Either way this is definitely an issue. The response body is only valid inside the given closure and so any attempt to read it out of the closure is invalid. You said you tried it.body!!.toByteArray(), that should work (and does for me locally) since it will consume the entire stream before leaving the closure.

I'm wondering if there is some possible localstack weirdness going on?

It wouldn't hurt to rule it out.

Let us know what you find, very interested to understand what is going on here.

@brizzbuzz
Copy link
Author

So, I'm still waiting on company SRE to get me a real bucket with perms to test against, but in the meantime, I went ahead and cut out all of this code into a demo repo. I've confirmed that I get the same error as in my actual work repo. https://github.com/unredundant/kt-aws-s3-bug-demo

I wanted to try it on my personal machine, but I have an m1 mac and I was experiencing the same error as this report #473 so I figured I'd just push it :)

Would be really curious to hear if you get the same result in the repo i posted

@github-actions github-actions bot removed the response-requested Waiting on additional info and feedback. Will move to 'closing-soon' in 5 days. label Jan 25, 2022
@brizzbuzz
Copy link
Author

Ok, I haven't cracked the code yet, but a little debugging has led me down an interesting path.

The content length of the file is 79823. However, by the time that the SDK tries to run readAsMuchAsPossible inside the AbstractBufferedReadChannel, for some reason, the availableForRead field has gotten set to 16384. This explains at least how on every single read, I get the exact same snippet of the text file.

So i don't think the problem is that the connection is closing ahead of the read, but rather that something is causing availableForRead to not understand that there is in fact more to read.

@brizzbuzz
Copy link
Author

Screen Shot 2022-01-26 at 9 25 53 AM

@aajtodd
Copy link
Collaborator

aajtodd commented Jan 26, 2022

Ok, I haven't cracked the code yet, but a little debugging has led me down an interesting path.

The content length of the file is 79823. However, by the time that the SDK tries to run readAsMuchAsPossible inside the AbstractBufferedReadChannel, for some reason, the availableForRead field has gotten set to 16384. This explains at least how on every single read, I get the exact same snippet of the text file.

So i don't think the problem is that the connection is closing ahead of the read, but rather that something is causing availableForRead to not understand that there is in fact more to read.

Interesting.

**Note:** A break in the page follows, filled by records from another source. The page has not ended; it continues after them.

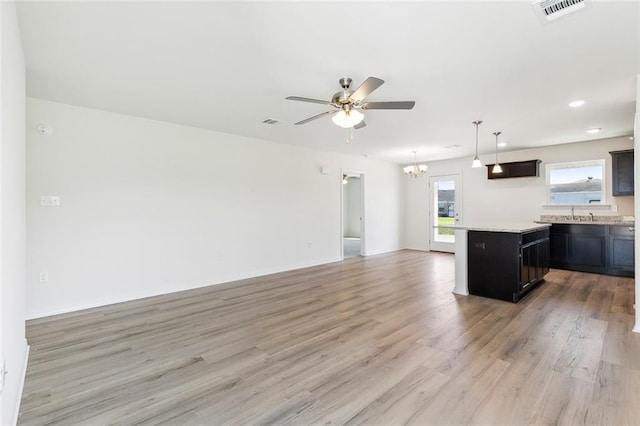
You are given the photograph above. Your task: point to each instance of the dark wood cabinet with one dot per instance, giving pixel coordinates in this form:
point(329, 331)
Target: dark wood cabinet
point(622, 249)
point(603, 249)
point(515, 169)
point(506, 265)
point(622, 172)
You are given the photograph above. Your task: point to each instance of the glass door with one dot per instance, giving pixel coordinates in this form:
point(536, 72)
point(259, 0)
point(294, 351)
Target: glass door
point(445, 197)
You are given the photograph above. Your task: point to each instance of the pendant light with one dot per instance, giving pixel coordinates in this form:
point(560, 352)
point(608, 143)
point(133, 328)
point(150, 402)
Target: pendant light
point(416, 169)
point(476, 161)
point(497, 169)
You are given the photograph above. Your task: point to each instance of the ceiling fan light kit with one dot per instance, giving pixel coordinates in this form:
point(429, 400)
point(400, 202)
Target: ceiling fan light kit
point(347, 118)
point(346, 103)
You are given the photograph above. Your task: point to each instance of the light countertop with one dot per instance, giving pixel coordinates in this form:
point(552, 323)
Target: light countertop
point(515, 227)
point(579, 222)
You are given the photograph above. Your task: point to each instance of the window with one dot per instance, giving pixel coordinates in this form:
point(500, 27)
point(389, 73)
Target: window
point(579, 182)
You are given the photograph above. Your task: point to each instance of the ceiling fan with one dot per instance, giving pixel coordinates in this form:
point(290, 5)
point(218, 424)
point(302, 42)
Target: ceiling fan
point(346, 103)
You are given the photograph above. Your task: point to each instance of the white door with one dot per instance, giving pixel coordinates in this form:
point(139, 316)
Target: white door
point(445, 200)
point(353, 243)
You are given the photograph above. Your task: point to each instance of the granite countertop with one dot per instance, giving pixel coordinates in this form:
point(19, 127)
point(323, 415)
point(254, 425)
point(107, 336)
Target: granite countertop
point(588, 220)
point(512, 227)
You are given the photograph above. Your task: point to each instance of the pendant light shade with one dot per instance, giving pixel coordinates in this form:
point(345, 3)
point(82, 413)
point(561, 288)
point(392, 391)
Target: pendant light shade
point(416, 169)
point(497, 168)
point(476, 161)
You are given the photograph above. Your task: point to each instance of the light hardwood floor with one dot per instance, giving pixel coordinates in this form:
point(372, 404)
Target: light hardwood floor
point(373, 340)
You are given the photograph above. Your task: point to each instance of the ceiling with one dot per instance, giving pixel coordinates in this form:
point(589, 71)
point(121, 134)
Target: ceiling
point(228, 66)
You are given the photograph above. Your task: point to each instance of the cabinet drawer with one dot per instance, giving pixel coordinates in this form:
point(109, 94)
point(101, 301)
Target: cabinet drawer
point(624, 231)
point(579, 229)
point(535, 236)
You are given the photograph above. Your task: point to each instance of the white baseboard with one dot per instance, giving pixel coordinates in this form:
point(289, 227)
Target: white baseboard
point(174, 289)
point(375, 252)
point(21, 388)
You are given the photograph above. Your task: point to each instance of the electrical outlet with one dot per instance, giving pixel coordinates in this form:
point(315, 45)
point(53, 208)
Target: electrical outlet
point(50, 201)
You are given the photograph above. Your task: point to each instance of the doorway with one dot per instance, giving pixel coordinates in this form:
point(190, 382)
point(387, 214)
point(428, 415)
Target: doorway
point(352, 185)
point(445, 195)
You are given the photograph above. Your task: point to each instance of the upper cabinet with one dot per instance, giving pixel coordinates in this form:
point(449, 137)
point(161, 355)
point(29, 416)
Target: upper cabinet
point(622, 173)
point(515, 169)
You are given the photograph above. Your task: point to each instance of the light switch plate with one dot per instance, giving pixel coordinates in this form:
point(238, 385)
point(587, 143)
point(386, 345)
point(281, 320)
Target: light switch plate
point(49, 201)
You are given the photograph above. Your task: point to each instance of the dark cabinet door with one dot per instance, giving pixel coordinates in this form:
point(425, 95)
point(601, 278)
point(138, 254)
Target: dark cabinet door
point(622, 248)
point(559, 249)
point(493, 264)
point(604, 249)
point(622, 172)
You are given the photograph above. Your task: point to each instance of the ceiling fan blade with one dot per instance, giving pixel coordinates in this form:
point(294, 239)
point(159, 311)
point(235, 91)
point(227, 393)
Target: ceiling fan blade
point(366, 88)
point(388, 105)
point(315, 117)
point(315, 101)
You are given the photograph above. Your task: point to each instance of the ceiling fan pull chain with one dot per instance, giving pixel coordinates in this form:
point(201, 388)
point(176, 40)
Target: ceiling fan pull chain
point(349, 134)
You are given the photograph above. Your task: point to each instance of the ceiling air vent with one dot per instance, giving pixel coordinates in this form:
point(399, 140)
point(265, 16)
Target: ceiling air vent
point(548, 10)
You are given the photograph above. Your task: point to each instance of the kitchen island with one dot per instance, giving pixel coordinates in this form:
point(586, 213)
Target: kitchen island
point(502, 261)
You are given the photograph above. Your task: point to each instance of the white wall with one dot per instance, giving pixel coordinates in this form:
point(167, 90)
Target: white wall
point(636, 129)
point(508, 200)
point(149, 207)
point(12, 211)
point(352, 207)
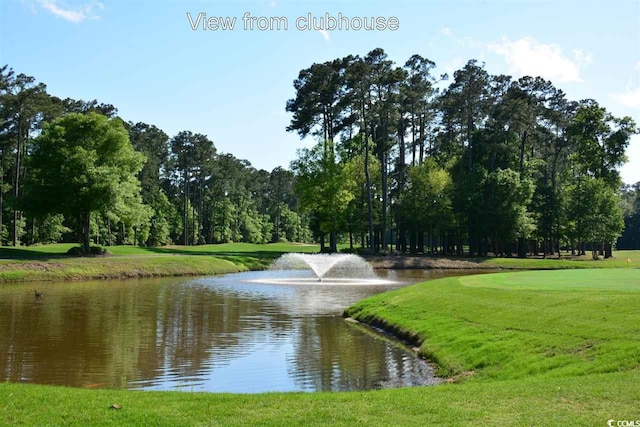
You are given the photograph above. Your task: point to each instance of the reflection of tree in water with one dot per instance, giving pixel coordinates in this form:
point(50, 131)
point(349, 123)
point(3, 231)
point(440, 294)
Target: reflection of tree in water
point(107, 335)
point(361, 363)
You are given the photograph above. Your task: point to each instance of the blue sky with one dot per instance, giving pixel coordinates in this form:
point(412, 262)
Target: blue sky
point(144, 58)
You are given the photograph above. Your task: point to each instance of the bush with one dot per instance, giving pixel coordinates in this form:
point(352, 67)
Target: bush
point(75, 251)
point(93, 250)
point(97, 250)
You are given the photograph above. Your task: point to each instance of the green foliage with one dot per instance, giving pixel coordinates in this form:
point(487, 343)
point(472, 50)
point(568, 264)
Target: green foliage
point(323, 188)
point(83, 164)
point(427, 199)
point(596, 213)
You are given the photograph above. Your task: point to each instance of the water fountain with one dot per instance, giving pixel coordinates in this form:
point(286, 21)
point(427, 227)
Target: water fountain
point(328, 269)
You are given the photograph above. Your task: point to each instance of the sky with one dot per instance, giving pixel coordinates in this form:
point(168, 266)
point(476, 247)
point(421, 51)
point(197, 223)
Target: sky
point(146, 58)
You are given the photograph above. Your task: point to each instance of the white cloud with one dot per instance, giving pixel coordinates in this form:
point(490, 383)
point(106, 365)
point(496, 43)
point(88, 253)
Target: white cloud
point(630, 98)
point(325, 34)
point(630, 172)
point(526, 56)
point(582, 57)
point(72, 14)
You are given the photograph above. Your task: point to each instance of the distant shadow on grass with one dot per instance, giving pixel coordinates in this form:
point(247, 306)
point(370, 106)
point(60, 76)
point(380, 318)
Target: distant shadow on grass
point(19, 253)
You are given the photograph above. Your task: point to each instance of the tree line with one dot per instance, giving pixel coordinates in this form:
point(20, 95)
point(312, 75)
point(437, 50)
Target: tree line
point(470, 163)
point(72, 170)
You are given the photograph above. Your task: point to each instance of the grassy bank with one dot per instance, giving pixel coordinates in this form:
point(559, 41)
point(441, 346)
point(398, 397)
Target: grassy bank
point(525, 348)
point(621, 259)
point(49, 262)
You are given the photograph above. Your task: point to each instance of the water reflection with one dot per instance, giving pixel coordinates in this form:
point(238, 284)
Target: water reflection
point(207, 334)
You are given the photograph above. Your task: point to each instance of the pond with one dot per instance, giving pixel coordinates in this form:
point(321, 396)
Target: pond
point(233, 333)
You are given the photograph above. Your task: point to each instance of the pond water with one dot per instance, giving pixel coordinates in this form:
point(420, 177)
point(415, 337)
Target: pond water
point(233, 333)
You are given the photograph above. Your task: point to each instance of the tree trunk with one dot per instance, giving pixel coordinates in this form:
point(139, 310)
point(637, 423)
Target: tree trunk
point(85, 221)
point(16, 184)
point(367, 176)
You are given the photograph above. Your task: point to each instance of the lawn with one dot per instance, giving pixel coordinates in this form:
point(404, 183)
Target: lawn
point(523, 348)
point(49, 262)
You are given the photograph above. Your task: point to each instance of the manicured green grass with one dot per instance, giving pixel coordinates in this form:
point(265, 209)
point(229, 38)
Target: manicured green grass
point(583, 401)
point(126, 267)
point(526, 348)
point(619, 260)
point(48, 262)
point(518, 325)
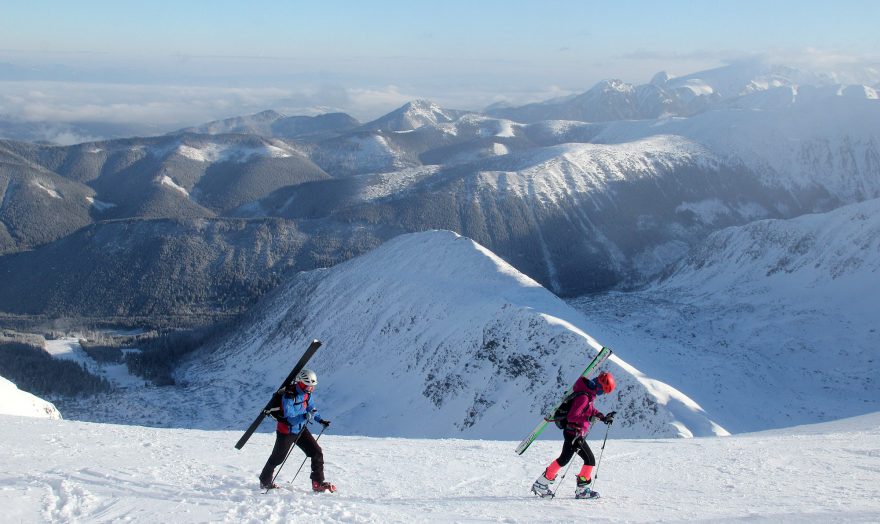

So 16384 is the default window size of the underlying BufferedReadChannel used by the CRT HTTP engine. This is the amount of data that it will read from the socket and then pause and wait for the consumer to start draining it before proceeding to read more (to keep from buffering too much in memory). That explains why it's the same every time at least.

availableForRead is just the amount that is immediately available for read without suspending. I'd be interested to know what isClosedForRead and isClosedForWrite are. The CRT buffered read channel implementation is here, specifically the readRemaining function (which should drain availableForRead and then suspend until up to the limit has been read, which in this case should be draining the entire thing).

I'll try and take a look at this as well and see if I can reproduce.

@brizzbuzz
Copy link
Author

So, it looks like isClosedForRead flips from false to true between readAsMuchAsPossible and readRemainingSuspend.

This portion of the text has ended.